Tuesday, March 20, 2007

A two-bit archive?

The CBC recently posted an article concerning the stability of digital archives, and in particular, difficulties that the New Brunswick provincial archives were having with digital storage formats and media:

"One of the problems is that [digital is] so susceptible, so vulnerable to damage," Noel said. "I've had audio tape come into the archives, for example, that had been submerged in water in floods and the tape was so swollen it went off the reel, and yet we were able to recover that. We were able to take that off and dry it out and play it back.

"If a CD had one-tenth of one per cent of the damage on one of those reels, it wouldn't play, period. The whole thing would be corrupted."


This is an oversimplification. Analog and digital storage have different characteristics which come into play. As the Slashdot crowd pointed out, the recovered tapes could not be perfect copies of the original, simply because of the nature of analog storage. Each new generation -- particularly one derived from a soaking, swollen tape -- will introduce new variations and noise. A digital copy will always be identical to the source, and error correcting codes can do quite a bit to guarantee bit-for-bit survival in the case of partial media failure.

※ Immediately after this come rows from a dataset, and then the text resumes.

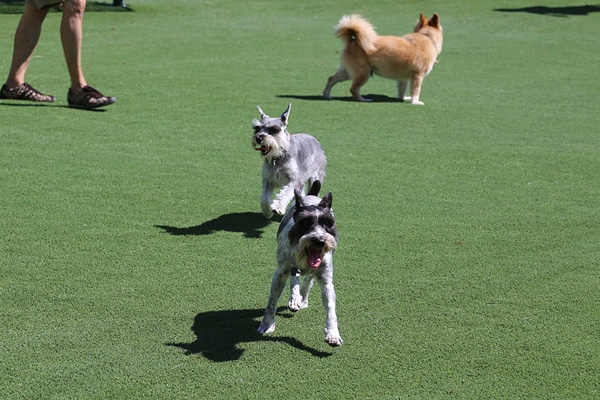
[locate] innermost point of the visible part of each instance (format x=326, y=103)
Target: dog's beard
x=270, y=147
x=311, y=254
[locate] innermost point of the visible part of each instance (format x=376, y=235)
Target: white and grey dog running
x=290, y=161
x=306, y=240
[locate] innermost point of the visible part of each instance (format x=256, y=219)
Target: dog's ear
x=286, y=115
x=314, y=188
x=434, y=21
x=326, y=201
x=262, y=114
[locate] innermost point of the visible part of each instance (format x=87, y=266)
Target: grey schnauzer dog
x=289, y=161
x=306, y=240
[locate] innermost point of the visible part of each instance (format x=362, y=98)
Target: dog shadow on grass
x=375, y=98
x=249, y=223
x=219, y=334
x=554, y=11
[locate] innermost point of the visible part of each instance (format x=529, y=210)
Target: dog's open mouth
x=313, y=257
x=264, y=150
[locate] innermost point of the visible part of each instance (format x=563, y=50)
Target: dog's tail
x=354, y=28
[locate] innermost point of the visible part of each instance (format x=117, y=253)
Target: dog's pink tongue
x=314, y=258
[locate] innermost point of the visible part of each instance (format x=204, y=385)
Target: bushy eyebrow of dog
x=273, y=127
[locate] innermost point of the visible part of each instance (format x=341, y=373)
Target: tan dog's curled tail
x=355, y=28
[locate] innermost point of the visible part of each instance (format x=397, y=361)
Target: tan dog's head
x=431, y=28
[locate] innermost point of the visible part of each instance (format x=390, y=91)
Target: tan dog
x=406, y=58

However, the greater problem, not addressed in the CBC article, is what to do when the stored data becomes inaccessible because the data-reader has fallen into obsolescence. Certain word processors are famous for their inability to open documents created with earlier versions of the software. Magnify this over decades, even centuries, rather than years and consider if a essay written in 1995 saved on floppy disk will still be readable in 20 years, versus a book printed 500 years ago. What can be done with an unmarked punched card from the first half of the 20th century, other than begin a new life as a bookmark? A famous example of this sort of bit-rot is the 1986 Domesday laserdisc project, which was rendered useless when the technology became obsolete; there is a particular irony that original 1086 Domesday book is now online.

On an individual level, it is not difficult to make a go of it every few years and update every important electronic document to a readable format. Some formats, like email, are relatively simple and unlikely to change. Others, like MP3, are well documented. But on a grand scale, say that of a province or a nation, digital archival work must be a sheer nightmare of logistics. I'm not an archivist or curator, but one solution I heard was to print every digital artifact to paper for permanent storage.